Many of us understand that members of the World Trade Organization (WTO) require a good knowledge and appreciation of the Agreements on Valuation and the Rules of Origin. In addition, the World Customs Organization’s (WCO) Harmonized Commodity Description and Coding System Convention (HS) is used as the member’s basis for their customs tariffs and trade statistics. These 3 areas form the core of revenue management for border processing.
Our question is, why do some country members of the WTO and WCO focus so acutely on valuation threats as their primary concern for revenue evasion, and why do they perceive a valuation database as the solution to detecting possible undervaluation attempts at the border? From our perspective, we see undervaluation as only one of several fiscal threat types employed by importers who seek to evade revenue owed.
To help clarify, this blog is not a discussion on the 6 WTO methods of determining valuation. Instead this blog presents how a customs administration might best assess when goods have been deliberately undervalued by the importer in order to evaded revenue owed at the border.
I’ve seen instances where Customs Administrations create a list of HS codes for those commodities they believe are of highest risk for undervaluation, and set flags in systems like ASYCDUA and other declaration processing systems to announce when those commodities are being imported. They can then scrutinize the transaction and shipment to determine whether the goods are indeed being undervalued. This process is often qualitative in nature and subjective based on who and how the HS target is placed into the system. The technical functionality is not difficult and requires a simple data vetting activity. Collecting resultant information is normally not performed dynamically for maintaining a list of relevant target HS codes. If it is done, it’s generally a static process.

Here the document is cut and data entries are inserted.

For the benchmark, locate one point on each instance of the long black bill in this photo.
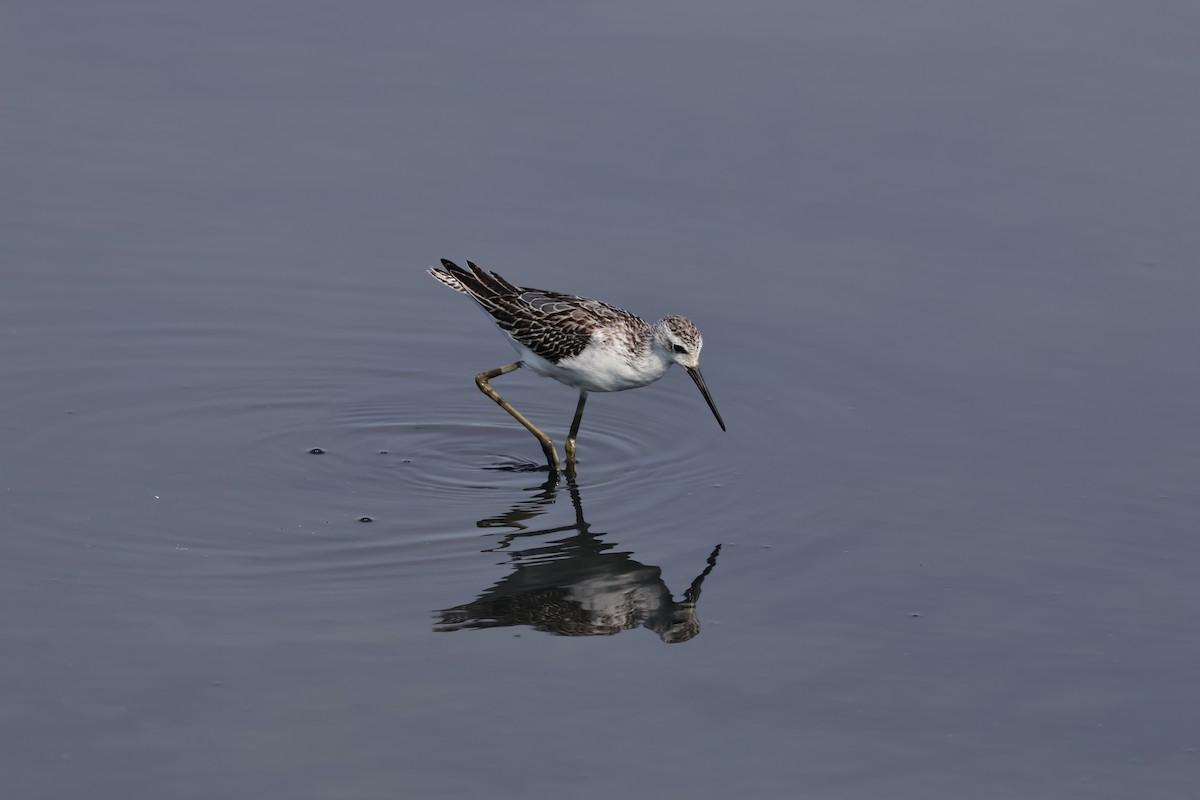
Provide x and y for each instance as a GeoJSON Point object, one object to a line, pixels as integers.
{"type": "Point", "coordinates": [703, 390]}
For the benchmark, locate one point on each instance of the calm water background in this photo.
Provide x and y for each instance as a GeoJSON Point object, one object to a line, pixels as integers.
{"type": "Point", "coordinates": [945, 259]}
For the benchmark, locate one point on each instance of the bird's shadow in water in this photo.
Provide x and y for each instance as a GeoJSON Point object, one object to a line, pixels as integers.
{"type": "Point", "coordinates": [574, 585]}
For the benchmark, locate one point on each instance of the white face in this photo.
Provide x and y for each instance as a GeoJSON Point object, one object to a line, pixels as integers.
{"type": "Point", "coordinates": [682, 341]}
{"type": "Point", "coordinates": [685, 354]}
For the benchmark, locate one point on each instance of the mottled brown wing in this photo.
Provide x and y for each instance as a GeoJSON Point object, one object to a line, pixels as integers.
{"type": "Point", "coordinates": [552, 324]}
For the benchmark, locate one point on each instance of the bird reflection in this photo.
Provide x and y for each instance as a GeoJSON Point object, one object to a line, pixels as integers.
{"type": "Point", "coordinates": [575, 585]}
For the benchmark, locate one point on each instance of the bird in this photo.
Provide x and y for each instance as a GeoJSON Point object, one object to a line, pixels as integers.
{"type": "Point", "coordinates": [582, 343]}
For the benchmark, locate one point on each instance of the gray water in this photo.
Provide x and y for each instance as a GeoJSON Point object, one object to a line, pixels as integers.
{"type": "Point", "coordinates": [943, 256]}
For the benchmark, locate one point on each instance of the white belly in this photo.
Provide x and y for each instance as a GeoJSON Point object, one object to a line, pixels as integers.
{"type": "Point", "coordinates": [598, 368]}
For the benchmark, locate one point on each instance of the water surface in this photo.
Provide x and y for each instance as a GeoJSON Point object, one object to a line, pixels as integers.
{"type": "Point", "coordinates": [943, 258]}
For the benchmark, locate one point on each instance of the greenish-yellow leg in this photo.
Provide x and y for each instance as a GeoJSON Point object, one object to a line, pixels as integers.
{"type": "Point", "coordinates": [547, 446]}
{"type": "Point", "coordinates": [574, 432]}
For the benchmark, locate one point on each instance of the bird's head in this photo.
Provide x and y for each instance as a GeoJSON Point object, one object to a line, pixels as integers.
{"type": "Point", "coordinates": [681, 341]}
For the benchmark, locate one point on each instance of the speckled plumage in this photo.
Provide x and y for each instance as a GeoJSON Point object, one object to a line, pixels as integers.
{"type": "Point", "coordinates": [580, 342]}
{"type": "Point", "coordinates": [552, 324]}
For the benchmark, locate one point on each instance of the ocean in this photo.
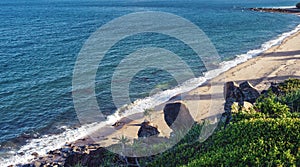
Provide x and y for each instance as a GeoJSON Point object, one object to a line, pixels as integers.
{"type": "Point", "coordinates": [40, 42]}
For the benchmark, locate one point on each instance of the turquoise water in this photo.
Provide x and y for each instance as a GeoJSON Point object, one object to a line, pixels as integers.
{"type": "Point", "coordinates": [40, 41]}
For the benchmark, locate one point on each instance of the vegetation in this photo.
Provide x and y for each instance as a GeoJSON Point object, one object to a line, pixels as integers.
{"type": "Point", "coordinates": [298, 5]}
{"type": "Point", "coordinates": [266, 135]}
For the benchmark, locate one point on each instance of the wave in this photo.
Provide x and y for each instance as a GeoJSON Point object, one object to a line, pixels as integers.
{"type": "Point", "coordinates": [51, 142]}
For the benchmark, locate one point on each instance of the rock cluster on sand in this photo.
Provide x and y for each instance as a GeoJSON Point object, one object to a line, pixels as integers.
{"type": "Point", "coordinates": [177, 116]}
{"type": "Point", "coordinates": [146, 130]}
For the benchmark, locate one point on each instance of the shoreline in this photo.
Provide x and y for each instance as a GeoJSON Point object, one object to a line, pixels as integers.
{"type": "Point", "coordinates": [292, 10]}
{"type": "Point", "coordinates": [284, 65]}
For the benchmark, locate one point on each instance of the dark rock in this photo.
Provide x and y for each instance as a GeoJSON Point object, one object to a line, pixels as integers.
{"type": "Point", "coordinates": [66, 150]}
{"type": "Point", "coordinates": [232, 93]}
{"type": "Point", "coordinates": [250, 94]}
{"type": "Point", "coordinates": [94, 158]}
{"type": "Point", "coordinates": [146, 130]}
{"type": "Point", "coordinates": [177, 116]}
{"type": "Point", "coordinates": [274, 88]}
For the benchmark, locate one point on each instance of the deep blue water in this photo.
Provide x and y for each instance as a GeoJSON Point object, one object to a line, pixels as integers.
{"type": "Point", "coordinates": [40, 41]}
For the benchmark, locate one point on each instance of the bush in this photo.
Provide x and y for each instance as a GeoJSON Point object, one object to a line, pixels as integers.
{"type": "Point", "coordinates": [270, 105]}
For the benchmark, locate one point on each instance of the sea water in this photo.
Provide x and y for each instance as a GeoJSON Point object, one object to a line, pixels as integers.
{"type": "Point", "coordinates": [40, 42]}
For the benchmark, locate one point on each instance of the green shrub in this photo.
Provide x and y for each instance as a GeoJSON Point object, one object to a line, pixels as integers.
{"type": "Point", "coordinates": [270, 105]}
{"type": "Point", "coordinates": [289, 85]}
{"type": "Point", "coordinates": [292, 100]}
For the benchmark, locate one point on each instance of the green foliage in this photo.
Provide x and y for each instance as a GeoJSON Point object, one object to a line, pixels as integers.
{"type": "Point", "coordinates": [292, 100]}
{"type": "Point", "coordinates": [270, 105]}
{"type": "Point", "coordinates": [266, 135]}
{"type": "Point", "coordinates": [298, 5]}
{"type": "Point", "coordinates": [290, 85]}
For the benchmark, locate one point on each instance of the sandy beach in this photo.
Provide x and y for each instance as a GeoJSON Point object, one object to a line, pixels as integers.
{"type": "Point", "coordinates": [205, 102]}
{"type": "Point", "coordinates": [276, 64]}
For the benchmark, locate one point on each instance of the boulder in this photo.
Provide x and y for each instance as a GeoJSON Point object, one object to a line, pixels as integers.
{"type": "Point", "coordinates": [177, 116]}
{"type": "Point", "coordinates": [250, 94]}
{"type": "Point", "coordinates": [146, 130]}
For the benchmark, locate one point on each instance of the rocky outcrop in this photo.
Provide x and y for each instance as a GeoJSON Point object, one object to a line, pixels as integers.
{"type": "Point", "coordinates": [146, 130]}
{"type": "Point", "coordinates": [177, 116]}
{"type": "Point", "coordinates": [250, 94]}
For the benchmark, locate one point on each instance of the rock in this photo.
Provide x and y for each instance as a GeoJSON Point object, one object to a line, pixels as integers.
{"type": "Point", "coordinates": [146, 130]}
{"type": "Point", "coordinates": [274, 88]}
{"type": "Point", "coordinates": [232, 93]}
{"type": "Point", "coordinates": [247, 107]}
{"type": "Point", "coordinates": [250, 94]}
{"type": "Point", "coordinates": [95, 158]}
{"type": "Point", "coordinates": [35, 154]}
{"type": "Point", "coordinates": [66, 150]}
{"type": "Point", "coordinates": [37, 164]}
{"type": "Point", "coordinates": [177, 116]}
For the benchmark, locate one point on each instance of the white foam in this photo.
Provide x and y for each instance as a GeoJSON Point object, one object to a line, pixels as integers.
{"type": "Point", "coordinates": [52, 142]}
{"type": "Point", "coordinates": [282, 7]}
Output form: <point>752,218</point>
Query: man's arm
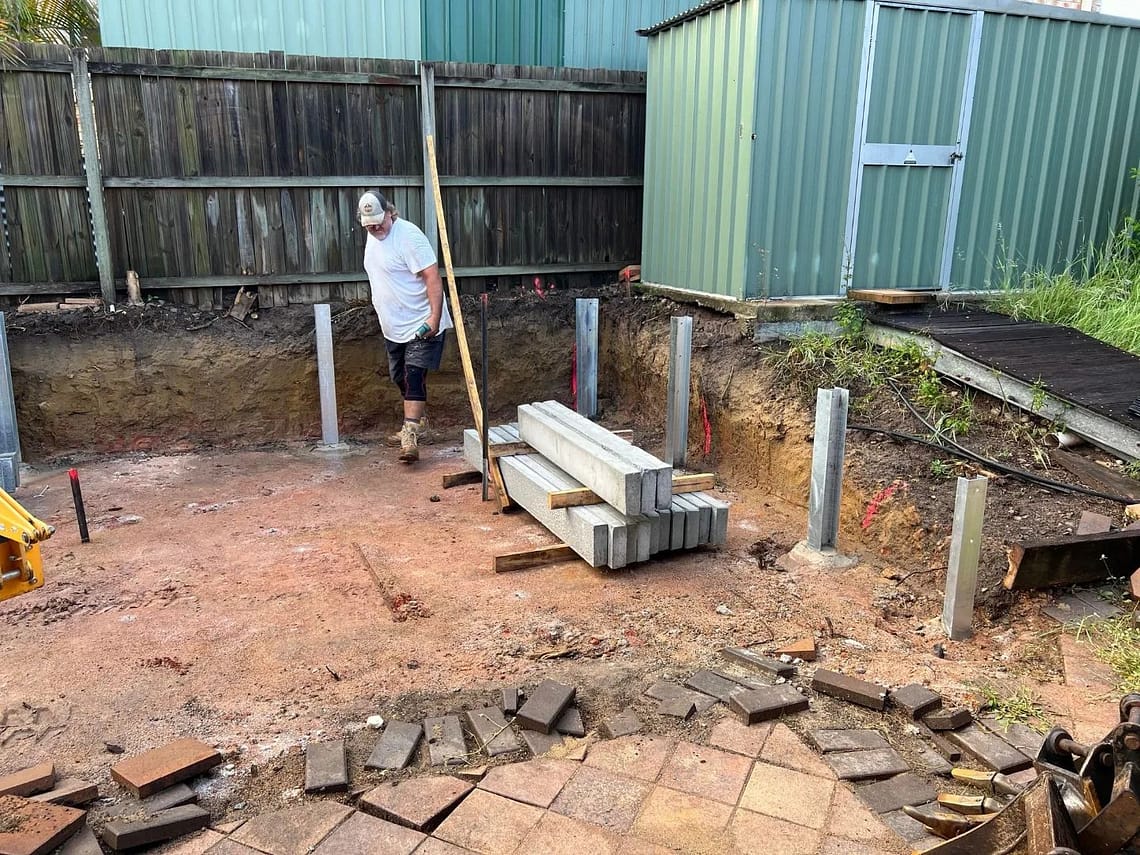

Here's an example form for Customs accounting purposes including HS code, value for duty, and value for tax purposes:
Some countries are attempting to deploy valuation databases which store the “value for duty” alongside the HS code in a historical database. This information can be used to decipher whether the commodity (when next reported and declared on file) includes a suspect valuation or not. A range of discrepancy can be applied to flag suspect valuations. Here are a few questions for member customs administrations to consider:
1. Is a valuation database an accurate method for determining when goods are potentially undervalued?
a. I would suggest it is not the best methodology for the following reasons: Undervaluation is only one means of evading revenue owed at the border. Goods can be mis-classified to obtain a lower duty rate, and the origin can be mis-declared to obtain a preferential rate of duty. We would actually promote that our clients look at valuation as a subset of a more strategic revenue evasion problem.
b. Unless we are referring to the same year, make, model of a used automobile imported within 20 days of each other; one shipment compared to the next can vary drastically in valuation due to any number of variables including size, weight, volume of the shipment, packaging, processing, refinement of the commodity, currency exchange, freight costs, handling, inflation, bulk/break-bulk vs containerized, raw vs manufactured goods, Full Container Loads (FCL) vs Less than Container Loads (LCL) etc... In almost every situation, there are few tangible aspects to suggest the value for duty on one shipment should be nearly identical to the next.
2. Does ASYCUDA World provide this capability?
a. Our understanding is it does not.
3. Is a valuation database the best means of recouping or preventing lost revenue at the border?
a. We would suggest there is a better way. Instead of looking at this from strictly a valuation perspective, we would suggest it needs to be looked at as a more strategic revenue evasion problem which includes:
- Undervaluation
- Mis-description/Mis-classification
- Mis-declaration of Origin
b. For those of us who were customs inspectors (who actually looked at a paper declaration/entry for commercial goods); -we would have reviewed the transaction/entry package for anomalies in valuation, classification, and origin, -and then extracted the pertinent information for our decision making. Today, our technical approach follows a similar logic and seeks out and compares the inherent risk associated with entities (shipper, consignee, notify party, importer, broker, carrier), geography and routing (place of receipt, port of load, port of discharge, place of destination, country of origin, country of manufacturing, etc.) commodity description (both free text and HS code), equipment number and type, marks and numbers, weights and volumes, and more, etc.
c. Our point is, why would you look at valuation and classification alone when there are so many other aspects of a commercial shipment that are related, and link to the overall/inherent risk to suggest a potential revenue evasion threat is at hand?